By Victoria Kuglin and Cosette Schulz
Next week, students will get the chance to once again elect a governing body for the Ryerson Students’ Union. But there is one difference between RSU elections and elections for other governing student bodies: there is no online voting system.
“We’ve found that paper ballots are the most democratic way to vote,” said current RSU president Melissa Palermo. “There are more checks and balances in place, and we’ve gotten a consistently higher voter turnout than other student elections.”
According to Palermo, paper voting is also easier to keep track of: if a candidate loses by a small margin, paper ballots make it easier to do a recount, whereas for online voting, this data is “inaccessible” once voting closes. Though Palermo believes this is a more accountable system, and affords more transparency, both the Board of Governors and senate elections have made the decision to switch over to online polling stations to help give commuter students a better chance to get involved in student politics.

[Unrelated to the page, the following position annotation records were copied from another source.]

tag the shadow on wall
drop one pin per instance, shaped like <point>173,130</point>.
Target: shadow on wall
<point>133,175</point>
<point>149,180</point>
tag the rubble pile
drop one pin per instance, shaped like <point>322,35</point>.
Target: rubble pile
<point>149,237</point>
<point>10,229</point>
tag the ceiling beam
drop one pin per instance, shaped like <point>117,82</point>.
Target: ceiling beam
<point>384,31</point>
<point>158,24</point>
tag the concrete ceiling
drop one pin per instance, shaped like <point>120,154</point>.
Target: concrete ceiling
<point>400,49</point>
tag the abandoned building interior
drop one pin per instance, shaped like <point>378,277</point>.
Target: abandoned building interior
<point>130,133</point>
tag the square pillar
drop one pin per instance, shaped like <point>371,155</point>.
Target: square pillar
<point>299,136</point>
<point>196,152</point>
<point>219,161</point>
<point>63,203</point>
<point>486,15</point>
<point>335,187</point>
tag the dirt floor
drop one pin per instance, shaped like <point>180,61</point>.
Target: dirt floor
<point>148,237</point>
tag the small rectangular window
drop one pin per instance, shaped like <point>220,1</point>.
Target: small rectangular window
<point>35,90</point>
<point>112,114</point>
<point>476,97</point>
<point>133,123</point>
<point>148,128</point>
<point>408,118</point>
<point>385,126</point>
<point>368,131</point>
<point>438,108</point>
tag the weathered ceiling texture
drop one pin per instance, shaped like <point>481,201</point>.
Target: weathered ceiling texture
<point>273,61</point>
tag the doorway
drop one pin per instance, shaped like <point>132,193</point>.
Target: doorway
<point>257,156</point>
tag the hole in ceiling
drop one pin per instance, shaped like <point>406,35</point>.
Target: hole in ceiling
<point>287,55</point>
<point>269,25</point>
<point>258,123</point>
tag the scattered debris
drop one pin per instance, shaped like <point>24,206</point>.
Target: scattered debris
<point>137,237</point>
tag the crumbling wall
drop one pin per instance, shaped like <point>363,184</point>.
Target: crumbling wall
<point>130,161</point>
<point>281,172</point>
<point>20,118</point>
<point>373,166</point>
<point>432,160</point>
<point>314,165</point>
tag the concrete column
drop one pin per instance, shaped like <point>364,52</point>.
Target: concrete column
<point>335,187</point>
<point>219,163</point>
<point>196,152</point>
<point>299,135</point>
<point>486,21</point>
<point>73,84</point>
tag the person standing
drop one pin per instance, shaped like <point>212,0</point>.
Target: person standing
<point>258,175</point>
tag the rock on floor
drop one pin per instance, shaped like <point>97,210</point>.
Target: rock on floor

The union’s chief returning officer, Zachary Smith, and internal co-ordinator Casey Chu Cheong oversee the voting process: where and when the voting happens, as well as the method of polling. This year, there are nine voting booths at what Smith calls “high volume areas.”
“I don’t know whether (their choice of location) is based on past practice and they know where to put it,” said Smith. “But I guess it’s based on that.”
The chief returning officer position is a short-term job posted by the RSU, which Smith said he will hold until a few weeks after the election. After an election, the chief returning officer prepares a report evaluating the election process and making suggestions for the future, which is then made available upon request.
Smith said the subject of online voting has never been discussed with him.
“I’m not sure what the numbers tend to be in previous elections,” he said. “If … I could see that the numbers of participation have officially lowered, that might be something I’d be willing to put in my report.”
In order for online voting to be implemented, a policy would have to be drawn up and discussed by the students’ union.
Corey Scott is the Equity and Campaigns Organiser for RyeACCESS, a collective that concerns itself with improving life on campus for students with disabilities.
Scott recognizes the importance of accessibility for students with mobility issues, though says that there are visible declines in voter turnout when polls are opened online.
“We worry that there is a trend to appropriate and assume the experience of students with disabilities rather than to understand what accommodations could look like,” Scott said.
“For instance, if polling stations are located on the main floors, in high traffic areas on campus, why would it be any different than a student without a mobility device or accommodation? If the polling booth was on the plateau of a staircase we would be much more concerned.”
The notion of online voting may seem convenient, but it can prevent exposure to campaigners and remove students from the actual election process if they’re simply using a screen reader rather than walking through school buildings with polling stations, Scott adds.
“Instead of treating disability and accessibility as a subtext for online voting, I think that a lot of students would rather see mental and physical accessibility issues as the main text for election issues,” he said. “That’s how we get engaged.”
Voting stations are typically open for three days. Polls for the 2014 elections are open on Feb. 3-5.